C trigraph

From Wikipedia, the free encyclopedia

In the C family of programming languages, a trigraph is a sequence of three characters that represents a single character, the first two of which are both question marks.

The reason for their existence is that the basic character set of C is a subset of the ASCII character set, but nine of its characters lie outside the smaller ISO 646 character set. The ISO 646 character set is largely equivalent to ASCII, except that certain punctuation characters present in ASCII were allowed to be removed, to leave room for "national characters". In other words, users of non-English languages were free to reassign those characters to other symbols needed in their language. However, this posed a problem for C programming, since those removed punctuation characters are used in C. The ANSI C committee invented trigraphs to permit programs to be written using just the ISO 646 character set. The non-ASCII ISO 646 character sets are not used today, but trigraphs remain in the C standard.

Trigraphs are rarely used outside compiler test suites. Many compilers either have an option to turn recognition of trigraphs off, or disable trigraphs by default and have an option to turn them on. Some can issue warnings when they encounter trigraphs in source files. It is unfortunate that compilers are required to support them to claim conformance -- their processing is a heavy burden as every character in every source file has to be checked to see if it introduces a trigraph. Borland supplied a separate program, the trigraph preprocessor, to deal with the problem.

[edit] Trigraph sequences

The C preprocessor replaces all occurrences of the following nine trigraph sequences by their single-character equivalents before any other processing.

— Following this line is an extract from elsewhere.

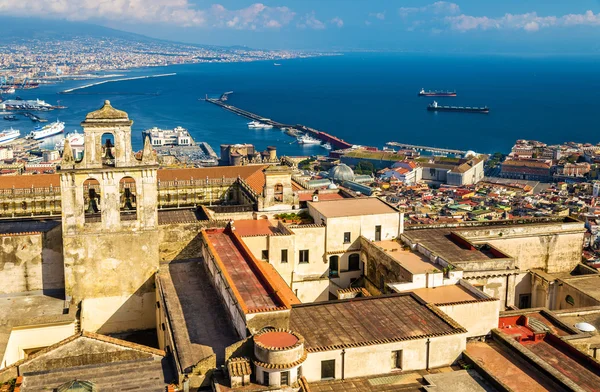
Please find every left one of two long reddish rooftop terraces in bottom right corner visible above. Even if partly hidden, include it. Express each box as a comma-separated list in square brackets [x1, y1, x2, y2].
[466, 341, 566, 392]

    Trigraph     Equivalent
    ========     ==========
      ??=            #
      ??/            \
      ??'            ^
      ??(            [
      ??)            ]
      ??!            |
      ??<            {
      ??>            }
      ??-            ~

Note that ??? is not a trigraph sequence.

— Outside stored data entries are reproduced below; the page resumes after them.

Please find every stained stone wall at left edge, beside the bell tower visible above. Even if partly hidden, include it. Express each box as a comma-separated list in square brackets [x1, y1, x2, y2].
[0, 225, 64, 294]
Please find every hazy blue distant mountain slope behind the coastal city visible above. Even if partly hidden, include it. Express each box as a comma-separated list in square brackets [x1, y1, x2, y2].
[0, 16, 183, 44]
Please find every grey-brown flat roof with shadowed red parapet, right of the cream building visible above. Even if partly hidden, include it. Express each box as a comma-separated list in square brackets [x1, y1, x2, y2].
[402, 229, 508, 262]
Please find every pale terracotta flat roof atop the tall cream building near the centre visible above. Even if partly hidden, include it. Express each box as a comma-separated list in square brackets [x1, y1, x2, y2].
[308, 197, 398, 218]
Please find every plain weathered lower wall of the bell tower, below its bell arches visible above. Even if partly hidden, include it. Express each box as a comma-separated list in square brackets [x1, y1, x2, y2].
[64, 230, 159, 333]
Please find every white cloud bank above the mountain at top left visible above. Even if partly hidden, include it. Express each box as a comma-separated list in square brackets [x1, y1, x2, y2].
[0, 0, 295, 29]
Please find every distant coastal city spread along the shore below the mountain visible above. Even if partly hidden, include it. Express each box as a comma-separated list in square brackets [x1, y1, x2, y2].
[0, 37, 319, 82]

The ??/ trigraph can be used to introduce an escaped newline for line splicing; this makes correct and efficient handling of trigraphs within the preprocessor particularly problematic.

[edit] Example

An example of a C program that uses all the defined trigraphs:

??=include <stdio.h>                 /* #           */

int main(void)
??<                                  /* {           */
        char n??(5??);               /* [ and ]     */

        n??(4??) = 'a';
        printf("%c??/n", n??(4??));  /* ??/ = \     */
        
        return ??- 0 ??' 1 ??! 2;    /* ~, ^ and |  */
??>                                  /* }           */

[edit] Disambiguation

You may want to place two question marks together yet not have the compiler treat them as introducing a trigraph. The C grammar does not permit two subsequent ? tokens, so the only places in a C file where you might want to use two question marks in a row would be in character and string literals, and comments.

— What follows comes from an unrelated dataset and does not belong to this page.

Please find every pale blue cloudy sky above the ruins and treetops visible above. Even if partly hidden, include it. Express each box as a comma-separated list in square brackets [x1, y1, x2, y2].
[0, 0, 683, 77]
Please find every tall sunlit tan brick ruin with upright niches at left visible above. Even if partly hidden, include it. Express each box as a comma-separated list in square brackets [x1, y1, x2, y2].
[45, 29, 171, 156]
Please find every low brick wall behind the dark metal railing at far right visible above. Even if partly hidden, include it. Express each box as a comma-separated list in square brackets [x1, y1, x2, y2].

To safely place two consecutive question marks within a literal you should use the escape sequence ?\?.

The ??/ trigraph forms an escaped newline when followed by a new line. This can cause surprises, particularly within comments. For example:

 // Will the next line be executed????????????????/
 a++;

which is a single logical comment line, and

 /??/
 * A comment *??/
 /

which is a correctly formed block comment.